We spent months, off and on, trying to have things fixed for her so she could email her grandkids and do her minimal surfing...punctuated frequently by phone calls that start "It's not working again, I can't get online..."
After several heated debates within the family, I finally bought her an iBook. Six months later, she has not had a single problem. Not once. Doesn't lose the network. Doesn't give her the blue screen of death. Doesn't misbehave at all.
One story? Sure. But having worked in creative environments my entire career that have people on both Macs and PCs, my favorite statement from the IT guy sums it up: "I never learned that much about getting deep into Macs because I never had to...they just work. The PCs have always been the reason I have a full-time job."
There certainly has been a dust-up over this article.

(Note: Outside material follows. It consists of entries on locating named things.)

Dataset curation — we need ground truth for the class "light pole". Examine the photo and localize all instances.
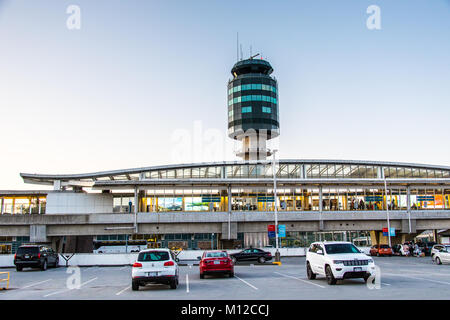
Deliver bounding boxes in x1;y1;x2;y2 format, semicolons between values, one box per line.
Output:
384;178;391;247
272;149;280;262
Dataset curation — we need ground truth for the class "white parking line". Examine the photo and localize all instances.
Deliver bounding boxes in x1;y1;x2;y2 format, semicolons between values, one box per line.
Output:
388;273;450;285
44;277;98;298
20;279;52;289
186;274;189;293
274;272;325;289
234;275;258;290
116;286;131;296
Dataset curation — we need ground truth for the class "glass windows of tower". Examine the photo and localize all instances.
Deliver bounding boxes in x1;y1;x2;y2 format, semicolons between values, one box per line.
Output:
262;106;272;113
232;83;277;94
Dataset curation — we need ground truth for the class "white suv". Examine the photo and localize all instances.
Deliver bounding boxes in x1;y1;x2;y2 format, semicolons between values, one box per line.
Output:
131;249;179;290
431;245;450;264
306;241;375;285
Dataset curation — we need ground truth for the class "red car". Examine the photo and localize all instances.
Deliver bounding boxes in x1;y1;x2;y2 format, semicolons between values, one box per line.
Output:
370;244;392;256
198;250;234;279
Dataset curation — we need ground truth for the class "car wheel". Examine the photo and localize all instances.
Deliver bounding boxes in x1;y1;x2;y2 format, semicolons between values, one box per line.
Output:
306;262;316;280
325;266;337;285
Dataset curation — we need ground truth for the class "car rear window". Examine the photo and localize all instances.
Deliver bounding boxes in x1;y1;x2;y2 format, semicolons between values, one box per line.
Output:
138;251;169;262
205;252;227;258
17;247;39;254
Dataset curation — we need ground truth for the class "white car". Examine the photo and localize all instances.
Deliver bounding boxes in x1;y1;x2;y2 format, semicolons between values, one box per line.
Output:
430;244;445;261
432;244;450;264
131;249;179;290
306;241;375;285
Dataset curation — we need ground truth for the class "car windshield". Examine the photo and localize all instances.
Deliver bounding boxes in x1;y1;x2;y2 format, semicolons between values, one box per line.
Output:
17;247;39;254
325;243;360;254
138;251;169;262
205;252;227;258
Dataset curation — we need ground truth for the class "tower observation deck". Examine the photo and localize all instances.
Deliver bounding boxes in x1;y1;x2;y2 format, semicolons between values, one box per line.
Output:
228;58;280;160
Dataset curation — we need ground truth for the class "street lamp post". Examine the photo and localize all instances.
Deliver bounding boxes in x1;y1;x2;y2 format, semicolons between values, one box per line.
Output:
272;149;280;262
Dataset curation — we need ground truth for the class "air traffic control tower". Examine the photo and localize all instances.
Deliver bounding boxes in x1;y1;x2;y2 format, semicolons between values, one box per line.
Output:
228;56;280;160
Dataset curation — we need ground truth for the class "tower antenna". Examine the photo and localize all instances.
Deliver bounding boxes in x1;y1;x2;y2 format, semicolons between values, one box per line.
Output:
236;32;239;61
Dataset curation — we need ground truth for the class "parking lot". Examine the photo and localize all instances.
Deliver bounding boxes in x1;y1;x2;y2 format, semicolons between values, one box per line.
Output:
0;257;450;300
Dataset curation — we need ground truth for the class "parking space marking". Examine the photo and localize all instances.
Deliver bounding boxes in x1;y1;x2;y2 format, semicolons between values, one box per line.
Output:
20;279;52;289
274;272;325;289
116;286;131;296
186;274;189;293
44;277;98;298
234;275;258;290
389;273;450;285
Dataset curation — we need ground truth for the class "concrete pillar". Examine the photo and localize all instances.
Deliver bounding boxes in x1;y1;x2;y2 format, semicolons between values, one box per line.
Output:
134;187;139;233
319;186;323;231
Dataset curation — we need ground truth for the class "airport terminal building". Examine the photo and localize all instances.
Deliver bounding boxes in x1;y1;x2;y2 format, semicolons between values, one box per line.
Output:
0;58;450;253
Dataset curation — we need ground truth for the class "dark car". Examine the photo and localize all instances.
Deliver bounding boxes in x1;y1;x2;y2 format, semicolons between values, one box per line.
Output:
14;245;59;271
417;241;437;256
230;248;272;263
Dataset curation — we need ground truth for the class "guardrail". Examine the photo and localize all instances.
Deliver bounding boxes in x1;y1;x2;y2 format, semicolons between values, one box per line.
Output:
0;272;9;290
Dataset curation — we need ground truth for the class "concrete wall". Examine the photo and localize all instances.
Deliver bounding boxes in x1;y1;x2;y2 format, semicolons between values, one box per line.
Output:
0;247;370;268
46;191;113;214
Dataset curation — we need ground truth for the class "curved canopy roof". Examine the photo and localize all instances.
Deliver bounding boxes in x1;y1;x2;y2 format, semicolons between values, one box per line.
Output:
20;160;450;186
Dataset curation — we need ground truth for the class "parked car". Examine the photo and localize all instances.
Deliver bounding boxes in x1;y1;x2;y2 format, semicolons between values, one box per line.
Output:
14;245;59;271
131;249;179;290
198;251;234;279
306;242;375;285
417;242;436;256
433;245;450;264
230;248;272;263
370;244;393;257
430;244;445;260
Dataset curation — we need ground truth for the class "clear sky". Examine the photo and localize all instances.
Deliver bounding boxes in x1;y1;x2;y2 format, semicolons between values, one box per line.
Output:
0;0;450;190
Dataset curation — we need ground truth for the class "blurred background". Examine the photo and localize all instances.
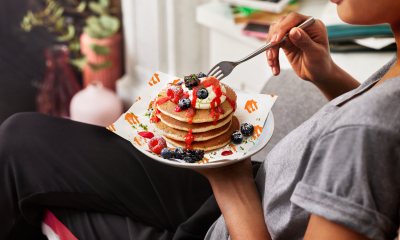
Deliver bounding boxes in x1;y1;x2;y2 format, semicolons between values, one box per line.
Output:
0;0;396;126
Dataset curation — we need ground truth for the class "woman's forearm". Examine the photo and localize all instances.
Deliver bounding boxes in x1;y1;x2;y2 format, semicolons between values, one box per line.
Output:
210;176;271;240
313;63;360;101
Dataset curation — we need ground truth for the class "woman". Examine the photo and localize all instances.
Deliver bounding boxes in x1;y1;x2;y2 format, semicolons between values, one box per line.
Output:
0;0;400;240
200;0;400;240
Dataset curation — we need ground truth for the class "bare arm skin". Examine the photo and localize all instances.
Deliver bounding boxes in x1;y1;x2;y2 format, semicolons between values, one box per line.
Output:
195;159;369;240
195;158;271;240
267;13;360;101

It's actually a good piece, but the title is so overblown that no one seems able to read without arguing. If the title changed "Once and for all" to "Just one more reason" then we wouldn't be arguing here. Of course, that is probably the point.
I don't think I've said anywhere that I think that PCs are superior to Macs. Just that my own personal experience with a Mac was bad for some quite specific reasons--it kept crashing when I played the one game that came bundled in it, it didn't run some of the software I needed to use unless I payed more for a program to run Windows within it, and because after using DOS and then Windows-based machines for so long, and being dyslexic, I had trouble since so many things run "backwards." Some people who run specific programs or have specific needs, particularly artistic ones, find PCs problematic. Like I said, but like hardly anyone is acknowledging, many of the PC users here have no problem whatsoever saying Macs are darned good machines, at least as good as PCs, yet for one reason or another they prefer PCs. The tech people who work on both of them develop preferences, and obviously Windows has some serious problems, but overall the only two people I personally know who work on both kinds of machines at work have PCs at home--but they're both gamers.
But I do, in fact, LOVE my PC and laptop computers. Which is lucky because I use them so very much. And I love some of the fun features Microsoft has added to Office, and some of the features that are built into the operating system. Of course, what's fun for me is stupid or a pain in the neck for some other PC users. That's exactly the point. We are individuals. There are two big commercial corporations building operating systems (one of which also builds the computers needed to run their operating system). Neither company is a religion. Neither computer is a god. But it's an either-or situation for bazillions of individuals. Whichever we choose, for whatever reason, we're neither superior nor inferior to anyone else, at least not because of our computer choice.
But I am not a liar. My XP professional computer really has never once crashed. The fact that one person honestly seems to believe that I must be a liar tells me he's been indoctrinated, and chosen his computer not for rational reasons but because of some irrational beliefs.